Il rinnovo del consiglio di amministrazione della Parmalat è atteso per il 9 aprile prossimo, vediamo cosa cambierà

Il futuro gestionale della nuova Parmalat non appare scevro da incertezze. Il prossimo 9 aprile si terra’ l’assemblea dei soci con all’ordine del giorno il rinnovo del consiglio di amministrazione. Enrico Bondi, amministratore delegato del gruppo di Collecchio, starebbe cercando, insieme all’advisor Lehman Brothers, di compattare un fronte composto da una trentina di fondi per puntare alla riconferma in toto del board uscente.

L’operazione non appare semplice in quanto i fondi vorrebbero avere voce in capitolo nella composizione del cda, mentre Bondi appare irremovibile nel voler riproporre gli stessi nomi. Potrebbe quindi prospettarsi un ribaltone e un conseguente allontanamento di Bondi: questa ipotesi sarebbe in particolare caldeggiata da Jp Morgan e Deutsche Bank. Incerta (e a questo punto forse decisiva) la posizione di Intesa San Paolo.

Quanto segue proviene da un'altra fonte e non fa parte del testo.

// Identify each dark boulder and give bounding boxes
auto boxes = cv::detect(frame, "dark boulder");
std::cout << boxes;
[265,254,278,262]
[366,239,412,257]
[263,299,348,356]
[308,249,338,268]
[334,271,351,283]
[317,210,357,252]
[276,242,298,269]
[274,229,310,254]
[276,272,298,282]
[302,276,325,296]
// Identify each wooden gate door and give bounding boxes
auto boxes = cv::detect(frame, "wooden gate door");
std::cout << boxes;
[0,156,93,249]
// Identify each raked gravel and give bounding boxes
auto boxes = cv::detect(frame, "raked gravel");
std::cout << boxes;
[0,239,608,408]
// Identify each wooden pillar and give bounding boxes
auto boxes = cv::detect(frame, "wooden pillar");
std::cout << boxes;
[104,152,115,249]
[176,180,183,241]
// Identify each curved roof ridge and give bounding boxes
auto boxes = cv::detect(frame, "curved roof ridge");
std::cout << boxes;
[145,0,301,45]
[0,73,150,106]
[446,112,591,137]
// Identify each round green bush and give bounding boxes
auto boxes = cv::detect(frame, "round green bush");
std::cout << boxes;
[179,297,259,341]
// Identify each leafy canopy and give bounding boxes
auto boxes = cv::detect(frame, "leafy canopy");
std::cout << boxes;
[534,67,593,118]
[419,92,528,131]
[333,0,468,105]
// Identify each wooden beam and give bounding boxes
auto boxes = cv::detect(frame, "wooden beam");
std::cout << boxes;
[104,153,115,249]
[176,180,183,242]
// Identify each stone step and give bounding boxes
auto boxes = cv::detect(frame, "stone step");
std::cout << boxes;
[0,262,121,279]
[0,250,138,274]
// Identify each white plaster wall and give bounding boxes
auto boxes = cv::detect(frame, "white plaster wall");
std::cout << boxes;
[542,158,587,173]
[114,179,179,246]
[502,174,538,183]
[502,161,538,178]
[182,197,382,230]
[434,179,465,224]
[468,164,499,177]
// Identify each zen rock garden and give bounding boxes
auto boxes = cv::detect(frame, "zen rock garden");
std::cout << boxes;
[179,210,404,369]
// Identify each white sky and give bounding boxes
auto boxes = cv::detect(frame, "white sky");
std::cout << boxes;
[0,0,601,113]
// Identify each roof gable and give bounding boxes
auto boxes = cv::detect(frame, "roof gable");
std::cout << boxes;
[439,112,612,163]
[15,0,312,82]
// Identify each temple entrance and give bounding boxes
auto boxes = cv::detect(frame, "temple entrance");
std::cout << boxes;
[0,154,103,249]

 Alla banca italiano potrebbe non dispiacere l’allontanamento del manager che l’ha costretta a staccare un assegno da 400 milioni di euro per chiudere le contese legali, dall’altro lato, però, i grandi risultati conseguiti da Bondi in passato potrebbero rappresentare una garanzia per il futuro dell’azienda emiliana.

Bondi intende, infatti, impiegare i 900 milioni di euro in cassa per avviare acquisizioni da 1.5 miliardi.